Oh, Easter! You ruin everything. You ruin everything so much that I can’t even figure out how to write about you. I want to believe. I want to not believe. Your four stories don’t line up, even the gospel writers don’t know what to do with you. You’re very confusing.
And Easter is confusing. We’ve barely come to terms with the death of Jesus, when we’re told he’s not dead. And wut? And we’re to believe this so easily? The Church and the culture and the story and the what? No. But. And we try to deal with this and we fail. And every year we try and fail.
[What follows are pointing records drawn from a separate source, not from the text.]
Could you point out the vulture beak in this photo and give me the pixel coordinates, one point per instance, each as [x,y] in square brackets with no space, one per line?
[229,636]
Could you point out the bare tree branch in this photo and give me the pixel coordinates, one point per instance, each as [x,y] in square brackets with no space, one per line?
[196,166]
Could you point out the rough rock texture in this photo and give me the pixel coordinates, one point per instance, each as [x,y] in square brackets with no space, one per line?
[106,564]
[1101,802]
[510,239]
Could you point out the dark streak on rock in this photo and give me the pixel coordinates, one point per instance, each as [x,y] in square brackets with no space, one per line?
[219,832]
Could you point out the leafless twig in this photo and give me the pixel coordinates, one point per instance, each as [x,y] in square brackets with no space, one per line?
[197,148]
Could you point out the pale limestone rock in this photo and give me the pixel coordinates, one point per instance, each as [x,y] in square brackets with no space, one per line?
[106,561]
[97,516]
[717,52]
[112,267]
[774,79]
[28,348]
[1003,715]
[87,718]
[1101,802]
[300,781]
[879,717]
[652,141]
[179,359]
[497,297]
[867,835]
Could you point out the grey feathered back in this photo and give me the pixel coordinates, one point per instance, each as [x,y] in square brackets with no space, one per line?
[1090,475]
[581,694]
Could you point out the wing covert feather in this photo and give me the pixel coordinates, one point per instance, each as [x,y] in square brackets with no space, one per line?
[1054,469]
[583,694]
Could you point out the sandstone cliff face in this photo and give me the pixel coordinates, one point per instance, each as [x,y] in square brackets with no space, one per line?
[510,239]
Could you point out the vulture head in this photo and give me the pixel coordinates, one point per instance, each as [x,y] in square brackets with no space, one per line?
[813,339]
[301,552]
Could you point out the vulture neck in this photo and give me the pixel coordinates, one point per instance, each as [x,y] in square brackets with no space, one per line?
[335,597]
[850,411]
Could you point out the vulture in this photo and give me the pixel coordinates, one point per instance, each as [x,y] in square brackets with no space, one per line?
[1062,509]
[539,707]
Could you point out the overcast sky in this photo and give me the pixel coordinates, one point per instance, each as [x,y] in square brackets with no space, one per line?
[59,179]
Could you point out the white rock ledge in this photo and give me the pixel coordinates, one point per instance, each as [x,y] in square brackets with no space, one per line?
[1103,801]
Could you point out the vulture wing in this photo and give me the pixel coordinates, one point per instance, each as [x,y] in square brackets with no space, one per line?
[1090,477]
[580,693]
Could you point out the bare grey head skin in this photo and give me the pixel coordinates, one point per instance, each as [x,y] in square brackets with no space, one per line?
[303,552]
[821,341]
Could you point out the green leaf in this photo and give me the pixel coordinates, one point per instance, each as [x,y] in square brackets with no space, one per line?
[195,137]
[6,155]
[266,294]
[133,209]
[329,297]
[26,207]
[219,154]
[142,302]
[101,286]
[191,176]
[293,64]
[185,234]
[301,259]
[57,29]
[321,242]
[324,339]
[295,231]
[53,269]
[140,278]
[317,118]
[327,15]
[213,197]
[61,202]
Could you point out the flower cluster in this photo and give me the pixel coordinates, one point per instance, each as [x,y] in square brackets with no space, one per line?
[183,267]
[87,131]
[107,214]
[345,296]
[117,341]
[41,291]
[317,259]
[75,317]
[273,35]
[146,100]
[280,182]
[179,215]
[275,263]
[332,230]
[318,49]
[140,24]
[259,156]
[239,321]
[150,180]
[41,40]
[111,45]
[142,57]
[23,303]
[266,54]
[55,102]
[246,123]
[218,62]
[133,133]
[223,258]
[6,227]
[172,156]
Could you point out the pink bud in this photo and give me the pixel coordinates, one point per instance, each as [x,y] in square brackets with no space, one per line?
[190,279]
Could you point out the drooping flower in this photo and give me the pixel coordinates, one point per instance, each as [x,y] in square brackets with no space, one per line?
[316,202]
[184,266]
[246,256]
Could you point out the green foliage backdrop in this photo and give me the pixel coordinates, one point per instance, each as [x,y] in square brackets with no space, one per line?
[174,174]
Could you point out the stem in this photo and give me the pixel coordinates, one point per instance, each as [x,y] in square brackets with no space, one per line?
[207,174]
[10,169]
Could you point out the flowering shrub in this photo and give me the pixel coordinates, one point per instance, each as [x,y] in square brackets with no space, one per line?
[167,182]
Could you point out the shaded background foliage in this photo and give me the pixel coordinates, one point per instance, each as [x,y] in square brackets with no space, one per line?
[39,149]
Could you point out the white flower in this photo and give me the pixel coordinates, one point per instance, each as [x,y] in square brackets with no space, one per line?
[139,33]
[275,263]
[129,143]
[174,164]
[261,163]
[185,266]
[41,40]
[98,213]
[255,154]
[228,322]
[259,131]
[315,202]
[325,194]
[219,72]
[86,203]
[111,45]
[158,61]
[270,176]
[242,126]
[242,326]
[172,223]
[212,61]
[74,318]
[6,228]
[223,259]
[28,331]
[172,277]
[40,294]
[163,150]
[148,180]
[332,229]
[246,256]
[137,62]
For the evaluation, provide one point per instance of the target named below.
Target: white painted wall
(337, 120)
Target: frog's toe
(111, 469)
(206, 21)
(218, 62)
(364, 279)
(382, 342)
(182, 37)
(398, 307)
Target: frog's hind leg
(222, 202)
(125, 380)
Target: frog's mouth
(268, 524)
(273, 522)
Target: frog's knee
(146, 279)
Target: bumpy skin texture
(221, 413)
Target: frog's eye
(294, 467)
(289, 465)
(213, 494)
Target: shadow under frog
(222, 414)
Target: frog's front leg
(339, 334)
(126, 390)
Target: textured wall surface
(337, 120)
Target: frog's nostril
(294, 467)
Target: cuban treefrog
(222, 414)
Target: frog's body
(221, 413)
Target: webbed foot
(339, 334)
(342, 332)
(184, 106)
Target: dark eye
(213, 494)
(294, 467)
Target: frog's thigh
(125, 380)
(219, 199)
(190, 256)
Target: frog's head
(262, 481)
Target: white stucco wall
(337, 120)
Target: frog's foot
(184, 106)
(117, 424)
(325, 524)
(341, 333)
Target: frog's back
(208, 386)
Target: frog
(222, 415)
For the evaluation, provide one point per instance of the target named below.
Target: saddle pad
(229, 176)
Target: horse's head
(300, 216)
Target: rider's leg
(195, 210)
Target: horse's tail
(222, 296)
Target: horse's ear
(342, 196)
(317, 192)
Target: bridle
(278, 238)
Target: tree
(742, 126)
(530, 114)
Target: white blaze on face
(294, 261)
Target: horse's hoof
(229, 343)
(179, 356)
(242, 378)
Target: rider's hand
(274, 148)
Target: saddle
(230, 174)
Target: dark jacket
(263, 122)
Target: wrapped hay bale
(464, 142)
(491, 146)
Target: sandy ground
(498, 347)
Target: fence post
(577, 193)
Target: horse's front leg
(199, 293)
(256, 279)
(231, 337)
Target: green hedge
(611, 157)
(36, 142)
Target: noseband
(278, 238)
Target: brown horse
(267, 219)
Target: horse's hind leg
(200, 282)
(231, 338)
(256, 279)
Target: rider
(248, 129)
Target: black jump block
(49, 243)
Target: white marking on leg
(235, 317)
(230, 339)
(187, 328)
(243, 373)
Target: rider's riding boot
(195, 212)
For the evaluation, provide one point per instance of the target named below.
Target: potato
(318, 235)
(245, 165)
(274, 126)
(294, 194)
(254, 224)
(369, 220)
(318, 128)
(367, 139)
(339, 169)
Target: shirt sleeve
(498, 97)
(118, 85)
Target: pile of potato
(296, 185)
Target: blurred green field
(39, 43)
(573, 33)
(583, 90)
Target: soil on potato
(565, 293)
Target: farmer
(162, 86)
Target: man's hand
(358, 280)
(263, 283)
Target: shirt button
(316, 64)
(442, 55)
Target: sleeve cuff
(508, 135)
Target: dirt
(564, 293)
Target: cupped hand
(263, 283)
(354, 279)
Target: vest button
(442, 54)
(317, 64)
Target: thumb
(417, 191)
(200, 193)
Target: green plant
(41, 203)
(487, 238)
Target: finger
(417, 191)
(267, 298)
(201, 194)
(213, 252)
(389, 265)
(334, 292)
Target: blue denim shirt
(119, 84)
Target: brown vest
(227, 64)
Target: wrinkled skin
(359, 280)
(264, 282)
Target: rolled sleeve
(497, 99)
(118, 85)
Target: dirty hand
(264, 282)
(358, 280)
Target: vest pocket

And in the midst of Easter, will we let ourselves to try again, to fail better? We must try again, to fail better. I can’t go on. I must go on. We can’t go on. We must go on.
Can we take Easter so easily? And merely cry out “The Lord is risen!”? If we do, then we’re deluding ourselves. Easter is difficult. It is wonderfully difficult. Its reality, its fantasy, its myth, its story. It is difficult to write about. It ruins everything. It ruins all and every expectation. Good Friday may be be absurd, but Easter is even more. It’s amazing. I cannot fathom it. We have hope for hope. And the empty tomb and the conflicting, messy resurrection stories offer a strange kind of hope.
Perhaps, we can even always look on the bright side of life.